How Important Is SOX?
Companies can’t choose to ignore SOX. If certain provisions aren’t implemented (e.g., a whistleblowers hotline), the SEC can order the company be delisted.
CEOs and CFOs potentially face both criminal and financial consequences for SOX violations. The CEO and CFO must certify corporate financial statements, removing the excuse of plausible deniability. If the CEO and CFO submit bad certifications, they could be liable for fines up to $1 million and imprisonment for up to 10 years. If their incorrect certifications were submitted “willfully,” the law says the fine can be increased up to $5 million and the prison term up to 20 years.
If the company complies with SOX but fails its audit, there are no direct consequences. However, they can expect “market reaction,” which is code for falling stock prices.
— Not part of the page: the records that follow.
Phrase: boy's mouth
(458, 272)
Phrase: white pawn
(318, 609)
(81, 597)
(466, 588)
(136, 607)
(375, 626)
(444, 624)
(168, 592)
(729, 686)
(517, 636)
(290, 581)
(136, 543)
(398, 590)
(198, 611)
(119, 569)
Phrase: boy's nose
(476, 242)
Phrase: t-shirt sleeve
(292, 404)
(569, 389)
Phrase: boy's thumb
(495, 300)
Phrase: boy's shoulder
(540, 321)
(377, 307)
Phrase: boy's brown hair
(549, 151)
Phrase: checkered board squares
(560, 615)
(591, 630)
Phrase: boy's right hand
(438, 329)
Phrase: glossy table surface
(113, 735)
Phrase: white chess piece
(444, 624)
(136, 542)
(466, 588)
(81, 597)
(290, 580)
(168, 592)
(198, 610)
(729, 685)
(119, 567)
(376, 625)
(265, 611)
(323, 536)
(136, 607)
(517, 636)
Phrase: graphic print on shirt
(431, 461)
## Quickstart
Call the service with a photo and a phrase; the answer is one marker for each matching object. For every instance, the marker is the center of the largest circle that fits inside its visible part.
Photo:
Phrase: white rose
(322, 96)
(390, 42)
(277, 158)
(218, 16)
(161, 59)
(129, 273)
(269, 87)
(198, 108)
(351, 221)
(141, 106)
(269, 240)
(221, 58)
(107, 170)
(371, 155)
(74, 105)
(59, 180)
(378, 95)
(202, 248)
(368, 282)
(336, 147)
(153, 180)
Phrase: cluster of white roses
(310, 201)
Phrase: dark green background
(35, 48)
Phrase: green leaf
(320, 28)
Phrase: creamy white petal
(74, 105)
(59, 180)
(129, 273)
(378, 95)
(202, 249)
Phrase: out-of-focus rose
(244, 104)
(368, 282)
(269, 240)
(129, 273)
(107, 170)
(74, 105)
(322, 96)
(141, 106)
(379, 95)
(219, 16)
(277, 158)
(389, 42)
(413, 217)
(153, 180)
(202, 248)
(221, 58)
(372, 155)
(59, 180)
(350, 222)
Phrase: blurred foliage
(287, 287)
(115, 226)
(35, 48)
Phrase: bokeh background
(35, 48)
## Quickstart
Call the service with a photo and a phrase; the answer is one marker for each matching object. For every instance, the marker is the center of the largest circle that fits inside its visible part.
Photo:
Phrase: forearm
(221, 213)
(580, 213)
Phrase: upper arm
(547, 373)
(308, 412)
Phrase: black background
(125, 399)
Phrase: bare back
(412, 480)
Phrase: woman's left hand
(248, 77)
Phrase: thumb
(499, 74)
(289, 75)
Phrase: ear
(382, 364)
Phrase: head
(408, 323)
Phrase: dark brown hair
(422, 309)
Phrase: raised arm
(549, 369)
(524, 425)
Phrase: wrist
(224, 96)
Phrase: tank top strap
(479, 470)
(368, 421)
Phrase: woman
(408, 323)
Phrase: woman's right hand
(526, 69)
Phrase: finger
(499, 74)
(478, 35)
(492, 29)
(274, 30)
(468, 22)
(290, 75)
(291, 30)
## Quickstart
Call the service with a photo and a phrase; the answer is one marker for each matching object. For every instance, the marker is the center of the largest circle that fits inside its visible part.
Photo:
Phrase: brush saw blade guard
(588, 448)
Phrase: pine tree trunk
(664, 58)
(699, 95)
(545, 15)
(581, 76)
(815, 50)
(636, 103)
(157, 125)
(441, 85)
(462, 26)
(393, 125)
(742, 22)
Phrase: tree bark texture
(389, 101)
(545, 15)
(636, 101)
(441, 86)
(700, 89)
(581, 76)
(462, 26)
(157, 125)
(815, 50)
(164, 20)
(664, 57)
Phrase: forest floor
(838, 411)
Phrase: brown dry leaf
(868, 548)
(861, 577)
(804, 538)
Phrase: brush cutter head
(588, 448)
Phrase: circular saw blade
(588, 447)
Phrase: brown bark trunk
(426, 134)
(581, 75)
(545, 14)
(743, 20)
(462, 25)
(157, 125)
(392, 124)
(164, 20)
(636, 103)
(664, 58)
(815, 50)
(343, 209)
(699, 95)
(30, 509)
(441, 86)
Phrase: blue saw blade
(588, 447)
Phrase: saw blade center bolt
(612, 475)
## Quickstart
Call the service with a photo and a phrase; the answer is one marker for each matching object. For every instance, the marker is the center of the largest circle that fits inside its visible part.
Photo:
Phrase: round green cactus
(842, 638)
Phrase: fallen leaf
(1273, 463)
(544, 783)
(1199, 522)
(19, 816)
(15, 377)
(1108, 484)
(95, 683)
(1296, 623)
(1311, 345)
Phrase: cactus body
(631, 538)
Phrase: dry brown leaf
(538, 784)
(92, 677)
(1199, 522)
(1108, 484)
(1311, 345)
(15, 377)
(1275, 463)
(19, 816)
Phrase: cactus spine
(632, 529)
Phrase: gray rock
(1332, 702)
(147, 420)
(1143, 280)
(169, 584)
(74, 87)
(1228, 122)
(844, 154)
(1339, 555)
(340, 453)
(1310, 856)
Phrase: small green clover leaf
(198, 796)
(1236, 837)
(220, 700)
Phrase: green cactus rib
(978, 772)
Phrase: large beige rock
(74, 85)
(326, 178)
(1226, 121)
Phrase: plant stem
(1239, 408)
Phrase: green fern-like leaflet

For most companies, the market tends to react to any disclosure of a material weakness, even if it was corrected in time to pass the audit.
Stock prices fluctuate every day. So what does it matter if a company stock price is affected by a poor audit? The answer depends on who you ask. In general, companies have expressed relief that SOX announcements have resulted in only a 3 percent drop in their stock price. For companies whose management is respected and trusted by investors, such drops have been temporary. For companies whose investors already had misgivings about management or financial practices, the price drop tends to be much greater and more long-lasting.